Cuando la Puerta del Sol se volvió loca, yo apagué el televisor y seguí durmiendo la mona.

Dos días después llamé a la productora y les di el recado para mi madre. Me pareció la mejor forma de que empezase el año para ella, aunque era consciente de que estaba abriendo una puerta por la que no sabía lo que iba a entrar o salir. Imaginé que mi madre no se conformaría con un solo mensaje y que, a partir de ese momento, las llamadas se sucederían hasta que consiguiera convencerme de que un abrazo no me haría ningún daño. Y lo asumí. Sabía que tarde o temprano acabaríamos por conocernos.

Con lo que no conté fue que ella se rendiría nada más empezar el partido, ni con que su reacción me dejaría a mí en fuera de juego y con un gol anulado. Lo lógico habría sido que me alegrase, que siguiera con mi vida y que me olvidase de todo. Al fin y al cabo, estábamos de acuerdo en lo fundamental. Pero no me alegré lo más mínimo.

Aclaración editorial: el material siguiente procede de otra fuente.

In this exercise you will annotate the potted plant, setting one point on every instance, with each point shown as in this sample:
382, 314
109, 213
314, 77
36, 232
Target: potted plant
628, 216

No sé cómo explicar lo que sentí en ese momento. Había estado toda la vida huyendo de la sensación que se apoderó de mí, una fiera mucho más dañina que las dudas a las que había conseguido burlar, e infinitamente más salvaje.

¡No tendría que haberla llamado! Tendría que haber sido fiel a mi cinismo y haber pensado sólo en mí. En la carrera que tenía por delante. En las top-model. En Nueva York. En mi ático recién comprado.

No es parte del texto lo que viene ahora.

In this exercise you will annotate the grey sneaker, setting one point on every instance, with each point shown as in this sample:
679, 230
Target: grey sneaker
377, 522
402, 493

¡Pero, no! Jugué al buen samaritano. Me metí en la boca del lobo y dejé que me hincara los dientes. ¡Joder, joder, joder! Había dado un salto al vacío y ya no tenía dónde agarrarme. Nada con lo que protegerme de aquella sensación de la que siempre había conseguido librarme y que no sabía explicar.

Y es que no había explicación posible. ¿Cómo explicar el frío sin compararlo con el calor, o la ceguera sin la vista? O el miedo… Las sombras… La soledad… El desamparo…

¡No! ¡No había explicación posible! Porque aquel sentimiento no podía compararse con nada. Si acaso, con el más absoluto de los abandonos, pero ¿cómo explicar que me sentí abandonado por una madre que nunca lo había sido para mí?